Cependant on s’éclairait avec des torches nombreuses et des lumières de toutes sortes. On résolut d’aller au rivage, et de voir ce que permettait la mer ; mais elle restait grosse et contraire. Là, mon oncle se coucha sur un drap, demanda à diverses reprises de l’eau froide, et en but. Puis les flammes et une odeur sulfureuse qui annonçait les flammes mettent les autres en fuite, et, lui, le font lever. Appuyé sur deux esclaves, il se redresse et tombe aussitôt. Je pense que la vapeur épaisse lui coupa l’haleine et lui ferma le passage de la respiration, qui chez lui était naturellement faible, étroit, et fréquemment oppressé. Quand le jour fut rendu (ce fut le troisième après le dernier qu’il avait vu), le corps fut trouvé intact, sans lésion, et couvert de ses vêtements. Son apparence était plutôt celle d’une personne qui se repose que d’un mort. Pendant ce temps-là ma mère et moi nous étions à Misène ; mais cela n’importe pas à l’histoire, et vous n’avez voulu savoir que les détails de la fin de mon oncle. Je terminerai donc ici ma lettre. Je n’ajouterai qu’un mot : c’est que j’ai retracé fidèlement toutes les particularités que j’ai apprises sur le moment, quand les récits ont le plus de vérité. Vous, vous tirerez de là le meilleur.

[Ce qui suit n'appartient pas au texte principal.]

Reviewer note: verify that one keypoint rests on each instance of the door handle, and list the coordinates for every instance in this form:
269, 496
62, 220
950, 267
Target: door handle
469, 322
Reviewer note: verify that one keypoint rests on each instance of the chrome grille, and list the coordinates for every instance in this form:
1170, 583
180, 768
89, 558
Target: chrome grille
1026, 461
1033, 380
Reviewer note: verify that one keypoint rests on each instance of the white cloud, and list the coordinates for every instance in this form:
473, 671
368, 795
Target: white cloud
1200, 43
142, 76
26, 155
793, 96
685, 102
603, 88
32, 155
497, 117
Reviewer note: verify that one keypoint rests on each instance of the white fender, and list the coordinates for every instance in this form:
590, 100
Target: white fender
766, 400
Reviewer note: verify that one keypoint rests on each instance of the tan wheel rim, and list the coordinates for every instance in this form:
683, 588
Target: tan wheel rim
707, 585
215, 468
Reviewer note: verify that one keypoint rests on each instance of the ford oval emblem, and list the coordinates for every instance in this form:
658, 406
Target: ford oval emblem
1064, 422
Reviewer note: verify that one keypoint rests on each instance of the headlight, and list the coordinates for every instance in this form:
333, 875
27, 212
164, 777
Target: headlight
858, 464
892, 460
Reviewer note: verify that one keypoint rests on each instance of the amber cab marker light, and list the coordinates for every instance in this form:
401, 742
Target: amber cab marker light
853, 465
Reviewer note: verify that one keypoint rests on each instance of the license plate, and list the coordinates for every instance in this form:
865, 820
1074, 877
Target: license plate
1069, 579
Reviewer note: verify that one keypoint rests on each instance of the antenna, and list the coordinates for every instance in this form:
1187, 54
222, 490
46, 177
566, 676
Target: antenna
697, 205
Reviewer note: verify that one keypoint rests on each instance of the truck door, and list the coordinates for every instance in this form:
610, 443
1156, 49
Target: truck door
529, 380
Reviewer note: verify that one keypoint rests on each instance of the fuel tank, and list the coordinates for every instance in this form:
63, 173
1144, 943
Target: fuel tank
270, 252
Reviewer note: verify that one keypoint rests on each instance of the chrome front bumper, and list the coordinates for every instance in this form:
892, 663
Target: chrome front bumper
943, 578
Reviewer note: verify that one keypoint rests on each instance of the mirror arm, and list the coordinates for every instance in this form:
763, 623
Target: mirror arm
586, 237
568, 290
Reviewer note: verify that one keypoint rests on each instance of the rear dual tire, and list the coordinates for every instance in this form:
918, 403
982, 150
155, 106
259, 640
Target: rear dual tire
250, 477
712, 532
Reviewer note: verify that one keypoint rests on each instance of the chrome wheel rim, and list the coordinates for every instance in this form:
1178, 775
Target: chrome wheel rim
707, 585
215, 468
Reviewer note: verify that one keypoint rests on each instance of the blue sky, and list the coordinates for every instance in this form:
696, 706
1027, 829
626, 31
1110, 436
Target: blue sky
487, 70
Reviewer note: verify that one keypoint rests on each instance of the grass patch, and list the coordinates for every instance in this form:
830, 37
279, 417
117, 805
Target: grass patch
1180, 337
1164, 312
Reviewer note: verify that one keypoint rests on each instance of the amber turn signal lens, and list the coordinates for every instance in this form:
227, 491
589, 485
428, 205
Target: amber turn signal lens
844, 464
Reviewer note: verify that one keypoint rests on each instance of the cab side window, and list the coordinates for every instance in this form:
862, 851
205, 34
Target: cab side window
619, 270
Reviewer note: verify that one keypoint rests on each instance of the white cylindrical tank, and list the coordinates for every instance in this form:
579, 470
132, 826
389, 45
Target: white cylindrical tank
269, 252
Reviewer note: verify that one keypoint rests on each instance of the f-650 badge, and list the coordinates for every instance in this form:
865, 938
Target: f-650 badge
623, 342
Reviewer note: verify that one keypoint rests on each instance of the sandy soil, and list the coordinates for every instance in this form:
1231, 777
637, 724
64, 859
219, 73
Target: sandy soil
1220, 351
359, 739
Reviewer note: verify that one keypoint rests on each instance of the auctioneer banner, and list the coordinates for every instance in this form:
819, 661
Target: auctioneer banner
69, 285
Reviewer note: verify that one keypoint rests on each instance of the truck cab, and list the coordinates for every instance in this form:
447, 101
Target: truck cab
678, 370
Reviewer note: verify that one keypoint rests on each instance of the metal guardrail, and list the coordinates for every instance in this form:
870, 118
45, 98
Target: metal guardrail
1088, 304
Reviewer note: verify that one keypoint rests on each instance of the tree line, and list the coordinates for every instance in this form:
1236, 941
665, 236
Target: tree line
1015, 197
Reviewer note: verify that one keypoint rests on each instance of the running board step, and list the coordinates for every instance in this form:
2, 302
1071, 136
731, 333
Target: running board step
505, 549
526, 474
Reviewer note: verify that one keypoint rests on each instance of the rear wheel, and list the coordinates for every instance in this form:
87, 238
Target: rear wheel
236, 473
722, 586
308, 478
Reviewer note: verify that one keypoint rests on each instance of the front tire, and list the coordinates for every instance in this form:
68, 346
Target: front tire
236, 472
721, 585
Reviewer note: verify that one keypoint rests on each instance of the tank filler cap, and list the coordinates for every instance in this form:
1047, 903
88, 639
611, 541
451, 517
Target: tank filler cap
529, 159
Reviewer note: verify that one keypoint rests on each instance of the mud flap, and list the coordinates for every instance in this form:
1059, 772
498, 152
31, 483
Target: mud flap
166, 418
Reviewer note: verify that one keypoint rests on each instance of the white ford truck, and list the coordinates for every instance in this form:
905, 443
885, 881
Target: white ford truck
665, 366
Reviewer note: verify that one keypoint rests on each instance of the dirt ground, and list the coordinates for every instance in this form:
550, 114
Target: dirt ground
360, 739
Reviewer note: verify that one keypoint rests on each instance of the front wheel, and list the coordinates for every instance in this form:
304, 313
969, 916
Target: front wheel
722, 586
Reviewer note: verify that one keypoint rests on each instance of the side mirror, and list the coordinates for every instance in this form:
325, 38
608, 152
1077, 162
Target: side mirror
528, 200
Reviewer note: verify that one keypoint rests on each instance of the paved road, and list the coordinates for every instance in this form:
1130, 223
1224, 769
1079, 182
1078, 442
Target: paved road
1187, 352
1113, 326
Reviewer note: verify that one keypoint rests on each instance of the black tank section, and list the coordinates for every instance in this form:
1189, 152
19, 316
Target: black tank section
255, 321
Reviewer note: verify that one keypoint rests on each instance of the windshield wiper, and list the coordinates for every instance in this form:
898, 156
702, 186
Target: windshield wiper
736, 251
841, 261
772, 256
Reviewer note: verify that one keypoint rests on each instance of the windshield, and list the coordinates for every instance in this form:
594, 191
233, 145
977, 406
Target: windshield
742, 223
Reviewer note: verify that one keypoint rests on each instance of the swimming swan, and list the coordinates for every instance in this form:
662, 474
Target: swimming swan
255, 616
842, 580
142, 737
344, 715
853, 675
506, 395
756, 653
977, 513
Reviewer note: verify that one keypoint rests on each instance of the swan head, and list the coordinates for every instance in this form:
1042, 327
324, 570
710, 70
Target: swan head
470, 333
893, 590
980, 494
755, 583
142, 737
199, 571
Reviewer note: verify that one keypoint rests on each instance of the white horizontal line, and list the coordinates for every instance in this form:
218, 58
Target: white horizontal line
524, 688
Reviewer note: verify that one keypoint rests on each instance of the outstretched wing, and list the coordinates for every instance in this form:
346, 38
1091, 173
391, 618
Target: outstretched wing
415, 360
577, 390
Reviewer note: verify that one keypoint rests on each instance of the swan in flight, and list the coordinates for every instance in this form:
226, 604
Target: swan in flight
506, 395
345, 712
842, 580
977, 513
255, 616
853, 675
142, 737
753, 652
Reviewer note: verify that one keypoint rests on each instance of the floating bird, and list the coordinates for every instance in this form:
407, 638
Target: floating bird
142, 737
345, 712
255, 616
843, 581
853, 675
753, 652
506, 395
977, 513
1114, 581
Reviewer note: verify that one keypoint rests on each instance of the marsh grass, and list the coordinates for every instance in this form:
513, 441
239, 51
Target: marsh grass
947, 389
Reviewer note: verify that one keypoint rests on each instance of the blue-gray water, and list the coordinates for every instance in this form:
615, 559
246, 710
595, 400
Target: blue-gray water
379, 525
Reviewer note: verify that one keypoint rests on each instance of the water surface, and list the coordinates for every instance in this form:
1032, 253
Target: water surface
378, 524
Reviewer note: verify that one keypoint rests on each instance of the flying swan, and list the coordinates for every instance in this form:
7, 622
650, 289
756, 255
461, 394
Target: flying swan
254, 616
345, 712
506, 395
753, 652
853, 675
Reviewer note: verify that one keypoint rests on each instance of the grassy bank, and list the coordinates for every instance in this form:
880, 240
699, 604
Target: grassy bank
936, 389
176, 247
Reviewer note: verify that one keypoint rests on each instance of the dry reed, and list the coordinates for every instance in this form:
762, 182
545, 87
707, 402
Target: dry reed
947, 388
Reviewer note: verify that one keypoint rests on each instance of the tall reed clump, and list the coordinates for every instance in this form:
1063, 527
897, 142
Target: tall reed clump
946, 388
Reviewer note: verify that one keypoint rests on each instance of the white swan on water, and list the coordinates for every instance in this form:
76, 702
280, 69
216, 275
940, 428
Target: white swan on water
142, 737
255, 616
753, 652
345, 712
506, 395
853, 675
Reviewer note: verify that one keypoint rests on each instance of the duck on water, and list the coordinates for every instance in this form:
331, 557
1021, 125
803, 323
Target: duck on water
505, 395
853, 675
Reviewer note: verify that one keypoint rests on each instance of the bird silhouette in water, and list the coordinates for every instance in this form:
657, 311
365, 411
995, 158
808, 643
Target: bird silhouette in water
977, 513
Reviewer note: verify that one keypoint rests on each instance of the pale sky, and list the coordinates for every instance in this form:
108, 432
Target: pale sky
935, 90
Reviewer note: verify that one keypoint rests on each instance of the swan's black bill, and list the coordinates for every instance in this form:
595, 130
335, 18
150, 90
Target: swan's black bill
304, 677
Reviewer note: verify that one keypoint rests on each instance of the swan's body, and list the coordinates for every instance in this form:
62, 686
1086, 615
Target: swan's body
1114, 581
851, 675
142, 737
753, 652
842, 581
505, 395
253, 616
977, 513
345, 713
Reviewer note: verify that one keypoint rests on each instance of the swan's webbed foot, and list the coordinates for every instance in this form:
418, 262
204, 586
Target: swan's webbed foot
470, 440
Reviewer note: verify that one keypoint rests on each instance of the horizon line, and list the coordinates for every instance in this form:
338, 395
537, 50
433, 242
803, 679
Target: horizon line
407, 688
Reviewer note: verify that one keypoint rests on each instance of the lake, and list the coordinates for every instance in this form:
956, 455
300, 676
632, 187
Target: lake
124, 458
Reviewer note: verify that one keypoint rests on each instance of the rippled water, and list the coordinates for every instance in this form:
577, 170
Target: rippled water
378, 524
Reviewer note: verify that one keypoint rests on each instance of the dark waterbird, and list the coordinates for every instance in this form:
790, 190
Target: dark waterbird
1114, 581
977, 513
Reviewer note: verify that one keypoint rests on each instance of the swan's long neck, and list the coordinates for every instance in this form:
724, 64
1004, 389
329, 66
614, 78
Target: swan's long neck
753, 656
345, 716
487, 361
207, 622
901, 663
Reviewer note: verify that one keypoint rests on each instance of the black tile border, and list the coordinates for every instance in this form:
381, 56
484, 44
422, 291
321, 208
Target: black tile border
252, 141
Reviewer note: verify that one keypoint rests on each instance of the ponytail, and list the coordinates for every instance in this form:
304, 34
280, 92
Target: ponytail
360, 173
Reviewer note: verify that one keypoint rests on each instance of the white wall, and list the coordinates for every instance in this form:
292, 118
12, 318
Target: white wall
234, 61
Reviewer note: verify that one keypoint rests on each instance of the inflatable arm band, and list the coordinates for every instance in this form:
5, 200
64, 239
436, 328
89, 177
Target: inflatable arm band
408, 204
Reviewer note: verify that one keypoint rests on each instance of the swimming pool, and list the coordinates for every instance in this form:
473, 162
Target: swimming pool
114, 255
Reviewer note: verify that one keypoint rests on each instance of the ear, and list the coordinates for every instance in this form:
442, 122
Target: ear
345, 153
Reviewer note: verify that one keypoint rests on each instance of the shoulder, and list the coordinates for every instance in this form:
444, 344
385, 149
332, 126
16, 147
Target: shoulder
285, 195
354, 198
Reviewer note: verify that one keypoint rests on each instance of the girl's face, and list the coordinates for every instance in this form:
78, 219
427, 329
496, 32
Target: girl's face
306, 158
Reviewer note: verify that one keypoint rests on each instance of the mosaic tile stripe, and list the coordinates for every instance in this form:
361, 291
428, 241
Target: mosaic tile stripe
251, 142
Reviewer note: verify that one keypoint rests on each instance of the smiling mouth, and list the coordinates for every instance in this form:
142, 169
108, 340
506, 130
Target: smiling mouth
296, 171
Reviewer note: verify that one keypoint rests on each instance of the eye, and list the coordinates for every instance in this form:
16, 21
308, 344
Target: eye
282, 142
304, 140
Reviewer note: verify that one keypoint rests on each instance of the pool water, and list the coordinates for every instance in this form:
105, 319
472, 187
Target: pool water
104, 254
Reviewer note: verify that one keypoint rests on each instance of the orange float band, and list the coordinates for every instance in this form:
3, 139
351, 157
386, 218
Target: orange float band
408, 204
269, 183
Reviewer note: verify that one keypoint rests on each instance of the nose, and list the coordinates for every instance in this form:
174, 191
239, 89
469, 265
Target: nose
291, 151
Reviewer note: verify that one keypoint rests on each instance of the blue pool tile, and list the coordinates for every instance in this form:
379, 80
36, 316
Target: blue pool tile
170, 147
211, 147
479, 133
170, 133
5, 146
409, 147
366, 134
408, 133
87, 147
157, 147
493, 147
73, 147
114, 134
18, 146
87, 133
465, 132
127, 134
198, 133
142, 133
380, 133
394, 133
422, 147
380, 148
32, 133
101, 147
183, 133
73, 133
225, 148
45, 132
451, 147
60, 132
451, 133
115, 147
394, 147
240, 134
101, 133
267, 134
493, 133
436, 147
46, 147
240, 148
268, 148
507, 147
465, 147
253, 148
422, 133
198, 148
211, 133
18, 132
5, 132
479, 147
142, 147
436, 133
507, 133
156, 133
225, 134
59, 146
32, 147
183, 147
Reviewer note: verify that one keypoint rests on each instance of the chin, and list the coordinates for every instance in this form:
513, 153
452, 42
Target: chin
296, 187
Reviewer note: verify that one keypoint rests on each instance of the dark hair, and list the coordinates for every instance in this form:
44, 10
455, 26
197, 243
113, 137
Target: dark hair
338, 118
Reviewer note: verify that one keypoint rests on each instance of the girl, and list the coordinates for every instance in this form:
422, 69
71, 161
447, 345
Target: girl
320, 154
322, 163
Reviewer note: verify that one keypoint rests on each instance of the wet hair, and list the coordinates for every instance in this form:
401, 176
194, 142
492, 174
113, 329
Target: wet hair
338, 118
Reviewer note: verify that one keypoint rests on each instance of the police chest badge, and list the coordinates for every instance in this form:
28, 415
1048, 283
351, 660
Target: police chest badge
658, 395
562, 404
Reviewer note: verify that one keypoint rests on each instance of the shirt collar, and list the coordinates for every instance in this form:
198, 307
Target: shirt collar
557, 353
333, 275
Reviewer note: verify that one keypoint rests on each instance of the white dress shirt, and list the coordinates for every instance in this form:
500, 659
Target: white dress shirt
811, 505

En effet, c’est autre chose d’écrire une lettre ou une histoire, autre chose d’écrire pour un ami ou pour le public.

Note
* La présente traduction et les commentaires entre parenthèses sont d’Émile Littré. On la retrouve dans la « Notice sur Pline et son livre sur l’Histoire naturelle« .

Pline le Jeune

Sans doute la lettre la plus célèbre du neveu de Pline l’Ancien dans laquelle il relate, à la demande de son ami Tacite, les dernières heures de son oncle. Celui-ci périt sous les cendres du Vésuve, près de Naples, en Italie, dans l’éruption de l’an 79 qui devait engloutir les villes de Pompéï et Herculaneum. Alors que tous fuyaient les parages de la montagne en furie, Pline, fasciné par le phénomène, chercha au contraire à s’en approcher. La fumée et la cendre projetées par le volcan plongent les environs dans « une nuit plus noire et plus épaisse que toutes les nuits ». Il y trouvera la mort. Destin tragique et émouvant pour cet homme de lettres dont la curiosité immense nous valut l’Histoire naturelle en 37 livres, une des plus riches sources de connaissances sur l’Antiquité.